New Delhi: The Supreme Court last week rejected the Centre's plea to modify an interim ruling that the Aadhaar or the Unique Identity Card is not mandatory for essential services. The court's order came on a day the Cabinet approved the National Identification Authority of India Bill that will give legal backing to the UID. The Bill may be tabled during the winter session of Parliament. The tussle means unsuspecting people are caught in the crossfire.
While the Supreme Court maintains that Aadhaar must not be mandatory, in reality, many government services are linked to the card, virtually making it compulsory.
And it's exactly this confusion over the need for Aadhaar cards that have thrown people into a quandary. "The government has connected everything with Aadhaar. Ration card needs Aadhaar. Bank accounts need it and even in school they ask for it," Kausalya, a resident of Seemapuri in New Delhi, said.
The fear of losing out on the much needed welfare schemes like ration and subsidised cooking gas has meant that many across Delhi have got their Aadhaar cards made. But for those who still haven't, the struggle seems endless.
Begum, who stays with her husband and two children in a slum colony in north Delhi, has been waiting for seven months to get her Aadhaar card. Without it, she has to continue to buy ration at market prices as she has been turned away from the public distribution centres that ask for the unique ID number.

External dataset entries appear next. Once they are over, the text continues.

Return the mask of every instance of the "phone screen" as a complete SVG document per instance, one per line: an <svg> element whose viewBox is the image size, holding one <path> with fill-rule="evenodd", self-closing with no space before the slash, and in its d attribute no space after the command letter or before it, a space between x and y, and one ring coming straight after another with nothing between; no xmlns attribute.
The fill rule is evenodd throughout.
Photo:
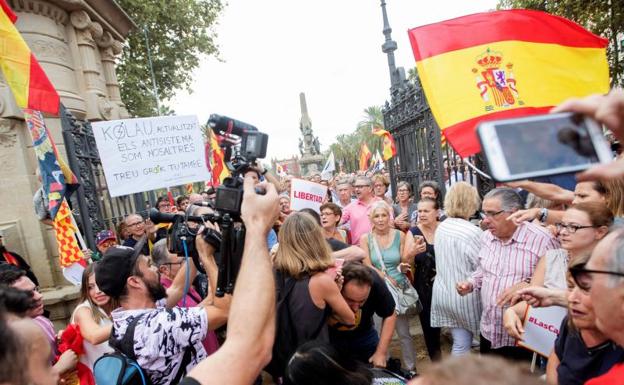
<svg viewBox="0 0 624 385"><path fill-rule="evenodd" d="M598 163L585 120L576 115L501 122L494 129L512 175Z"/></svg>

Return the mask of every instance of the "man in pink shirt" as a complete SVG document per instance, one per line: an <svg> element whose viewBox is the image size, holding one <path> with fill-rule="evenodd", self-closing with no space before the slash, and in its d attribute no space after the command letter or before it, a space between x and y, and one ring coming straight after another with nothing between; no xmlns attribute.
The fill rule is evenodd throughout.
<svg viewBox="0 0 624 385"><path fill-rule="evenodd" d="M160 241L154 244L152 248L152 262L156 267L158 267L158 272L160 273L160 283L165 288L168 288L173 283L175 276L180 271L180 267L185 263L184 258L180 258L177 255L170 253L167 249L167 240L161 239ZM192 281L195 277L195 269L192 268L191 274L189 275L189 279ZM180 301L178 301L177 306L179 307L195 307L198 306L204 299L201 295L193 288L193 285L189 283L188 292L182 296ZM217 340L217 335L214 331L208 331L206 334L206 338L202 341L204 348L206 349L206 353L208 355L214 353L219 349L219 341Z"/></svg>
<svg viewBox="0 0 624 385"><path fill-rule="evenodd" d="M351 231L351 244L359 245L360 237L371 231L371 223L368 219L371 205L380 198L373 195L373 183L366 176L358 176L353 184L357 200L349 203L342 209L341 223L349 223Z"/></svg>

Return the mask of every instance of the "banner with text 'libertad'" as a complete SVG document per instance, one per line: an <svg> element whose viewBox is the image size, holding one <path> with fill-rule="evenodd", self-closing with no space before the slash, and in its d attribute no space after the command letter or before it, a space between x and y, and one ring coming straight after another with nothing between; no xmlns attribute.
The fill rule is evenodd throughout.
<svg viewBox="0 0 624 385"><path fill-rule="evenodd" d="M196 116L93 123L112 197L210 179Z"/></svg>

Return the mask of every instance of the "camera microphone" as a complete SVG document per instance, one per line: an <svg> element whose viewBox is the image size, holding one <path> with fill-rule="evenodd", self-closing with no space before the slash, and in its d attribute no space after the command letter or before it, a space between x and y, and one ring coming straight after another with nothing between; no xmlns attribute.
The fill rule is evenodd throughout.
<svg viewBox="0 0 624 385"><path fill-rule="evenodd" d="M243 136L249 132L258 131L255 126L240 120L228 118L224 115L212 114L208 118L208 125L218 134Z"/></svg>
<svg viewBox="0 0 624 385"><path fill-rule="evenodd" d="M155 225L157 225L159 223L175 222L177 219L186 219L187 221L198 222L198 223L202 223L203 222L203 218L200 217L200 216L196 216L196 215L184 216L184 215L181 215L181 214L161 213L160 211L158 211L155 208L152 208L149 211L149 218L152 221L152 223L154 223Z"/></svg>

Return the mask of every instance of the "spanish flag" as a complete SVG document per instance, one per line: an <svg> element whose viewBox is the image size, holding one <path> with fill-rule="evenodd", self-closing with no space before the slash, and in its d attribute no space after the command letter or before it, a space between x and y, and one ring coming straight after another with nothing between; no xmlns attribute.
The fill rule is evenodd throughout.
<svg viewBox="0 0 624 385"><path fill-rule="evenodd" d="M366 171L368 170L368 162L373 154L368 149L366 143L362 143L360 147L360 170Z"/></svg>
<svg viewBox="0 0 624 385"><path fill-rule="evenodd" d="M383 137L383 160L392 159L397 153L392 134L382 128L373 131L373 134Z"/></svg>
<svg viewBox="0 0 624 385"><path fill-rule="evenodd" d="M58 115L59 96L13 25L17 16L5 0L0 0L0 8L0 68L17 105Z"/></svg>
<svg viewBox="0 0 624 385"><path fill-rule="evenodd" d="M531 10L478 13L409 30L421 84L461 157L480 151L484 120L546 113L609 91L608 41Z"/></svg>
<svg viewBox="0 0 624 385"><path fill-rule="evenodd" d="M224 156L217 135L210 130L210 172L212 173L213 186L220 185L226 177L230 176Z"/></svg>

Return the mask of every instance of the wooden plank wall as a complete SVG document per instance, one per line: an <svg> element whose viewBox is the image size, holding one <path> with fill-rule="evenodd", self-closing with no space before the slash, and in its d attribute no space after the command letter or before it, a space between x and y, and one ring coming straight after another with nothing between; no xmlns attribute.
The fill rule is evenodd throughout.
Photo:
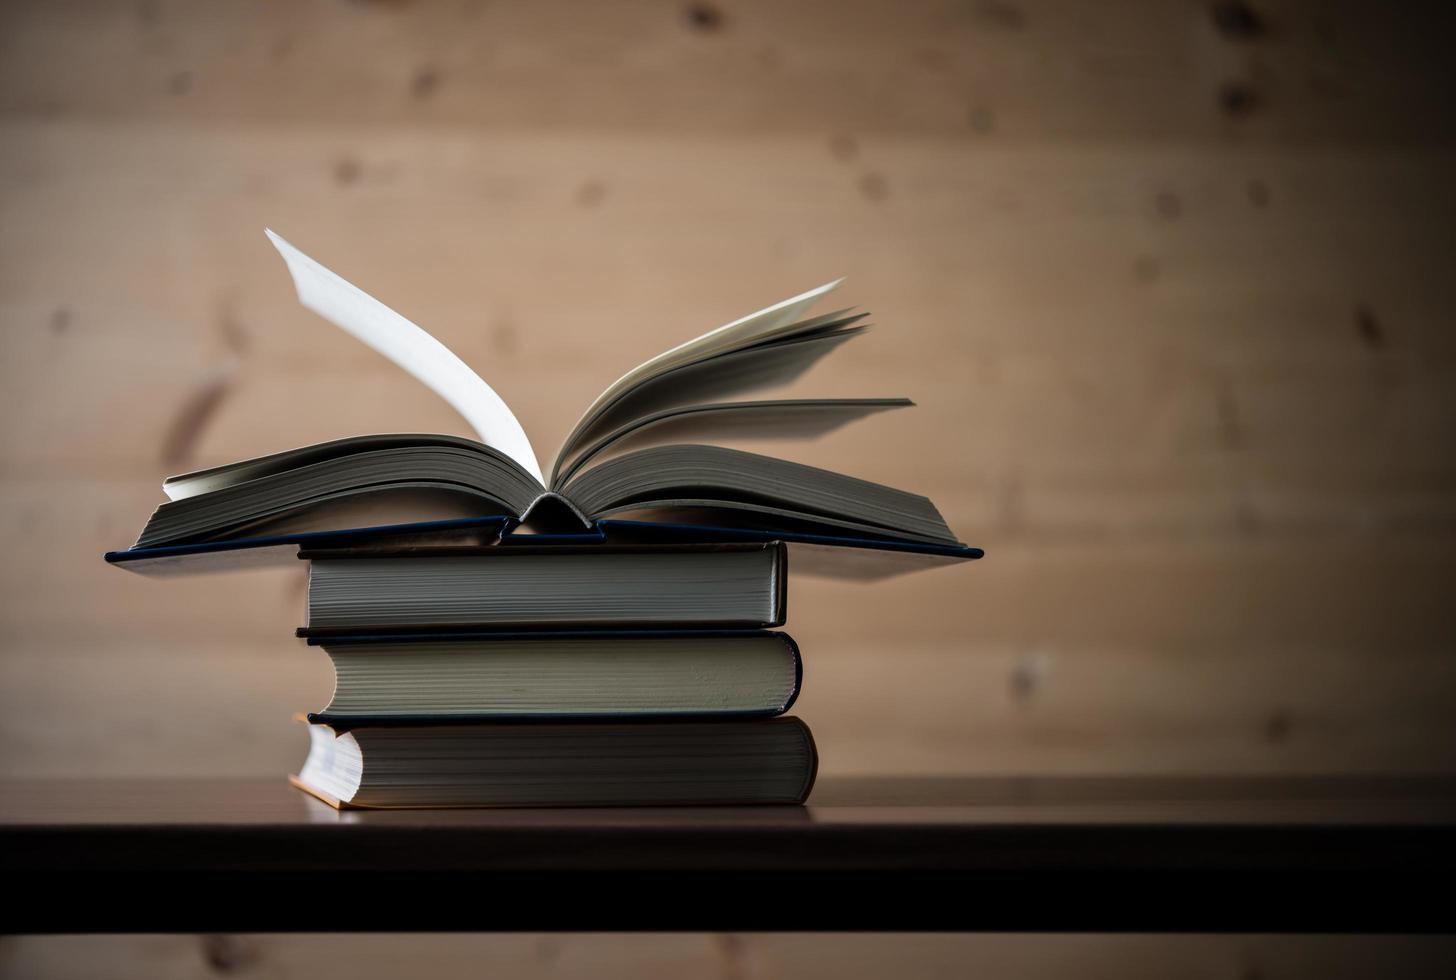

The state government maintains that Aadhaar card is a good bet to ensure effective delivery of services. "The Supreme Court order is interim. Aadhaar is needed to make sure people who need the services most get it," Minister for Food and Civil Supplies Haroon Yusuf said.
Parliament still needs to give Aadhaar its legal sanction, but till then, the current confusion means the 12 digit identification number could make the crucial difference between entitlement and deprivation.